Il problema non è solo determinare le modalità con le quali l'aumento di capitale dovrà trovare esecuzione, ma soprattutto definire il percorso che la banca più antica del mondo deve percorrere. Il ministro dell'Economia, Roberto Gualtieri, ha sempre ribadito che l'obiettivo è ricercare un «partner forte» che sappia preservare e valorizzare l'eredità senese. Non a caso, proprio all'indomani dell'operazione di scissione di 8 miliardi di Npl a favore di Amco e della sentenza sfavorevole agli ex vertici Alessandro Profumo e Fabrizio Viola, Via XX Settembre aveva lasciato intendere all'ad Guido Bastianini (assistito da Mediobanca per le operazioni straordinarie) di essere disponibile a sostenere un aumento di capitale da 2,5 miliardi. Il ministro Gualtieri e il direttore generale del Tesoro, Alessandro Rivera, hanno fatto di più. Nell'articolato della legge di Bilancio 2021 è stato inserita una norma che incentiva le aggregazioni aziendali.

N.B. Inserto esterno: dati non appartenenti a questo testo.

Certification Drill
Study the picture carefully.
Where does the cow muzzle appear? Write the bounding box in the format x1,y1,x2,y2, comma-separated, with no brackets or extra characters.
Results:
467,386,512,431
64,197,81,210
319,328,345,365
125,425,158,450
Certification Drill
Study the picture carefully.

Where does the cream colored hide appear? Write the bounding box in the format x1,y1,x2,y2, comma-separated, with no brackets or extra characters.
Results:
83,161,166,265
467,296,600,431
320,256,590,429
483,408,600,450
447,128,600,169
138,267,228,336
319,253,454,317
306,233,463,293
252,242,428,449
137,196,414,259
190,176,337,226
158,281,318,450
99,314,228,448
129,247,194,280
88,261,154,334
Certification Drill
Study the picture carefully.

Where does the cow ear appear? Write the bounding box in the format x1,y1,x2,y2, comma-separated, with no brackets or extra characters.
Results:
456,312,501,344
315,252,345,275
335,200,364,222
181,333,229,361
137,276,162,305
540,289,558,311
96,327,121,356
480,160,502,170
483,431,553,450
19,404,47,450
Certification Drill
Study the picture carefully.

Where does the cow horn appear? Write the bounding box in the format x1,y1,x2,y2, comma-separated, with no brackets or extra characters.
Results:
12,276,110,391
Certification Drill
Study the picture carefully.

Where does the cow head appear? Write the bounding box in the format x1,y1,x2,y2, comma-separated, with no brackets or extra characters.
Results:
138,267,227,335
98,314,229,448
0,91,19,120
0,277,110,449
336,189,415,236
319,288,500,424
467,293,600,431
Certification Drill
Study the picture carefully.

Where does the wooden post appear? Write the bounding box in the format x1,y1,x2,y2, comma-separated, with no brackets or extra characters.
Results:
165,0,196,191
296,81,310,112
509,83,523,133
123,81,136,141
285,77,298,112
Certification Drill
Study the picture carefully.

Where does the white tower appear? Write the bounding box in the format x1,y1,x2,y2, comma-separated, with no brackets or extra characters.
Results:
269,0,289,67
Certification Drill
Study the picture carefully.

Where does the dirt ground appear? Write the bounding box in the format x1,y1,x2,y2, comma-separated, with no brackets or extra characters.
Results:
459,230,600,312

Tra le varie misure previste c'è anche la possibilità di utilizzare i deferred tax asset (Dta, imposte differite; nel caso delle banche sui crediti svalutati) trasformandoli in crediti d'imposta fino al 2% del totale attivo pagando una commissione del 25% al ministero. Se la norma, come ipotizzabile, si potesse applicare al Monte, emergerebbero circa 3 miliardi di euro che, una volta ricapitalizzata, renderebbero una Mps in bonis più «digeribile» per qualsiasi acquirente. Un ruolo nel quale molti vorrebbero vedere Unicredit ove mai l'ad Jean-Pierre Mustier si lasciasse convincere a cambiare rotta rispetto al piano strategico. «Unicredit vuol farsi pagare dallo Stato i costi di un'aggregazione che produrrebbe migliaia di esuberi, contrasteremo questa macelleria sociale», si è indignato il segretario fabi, Lando Maria Sileoni.
La maggioranza, però, è divisa sul futuro del Monte.
I Cinque stelle e parte del Pd spingono perché l'istituto resti pubblico il più a lungo possibile e faccia da pivot per un polo nazionale del credito a famiglie e pmi. Ecco perché non si può escludere l'ipotesi alternativa dell'utilizzo delle Dta per l'aumento di capitale. Ieri in Borsa Mps è salito dell'1,4%.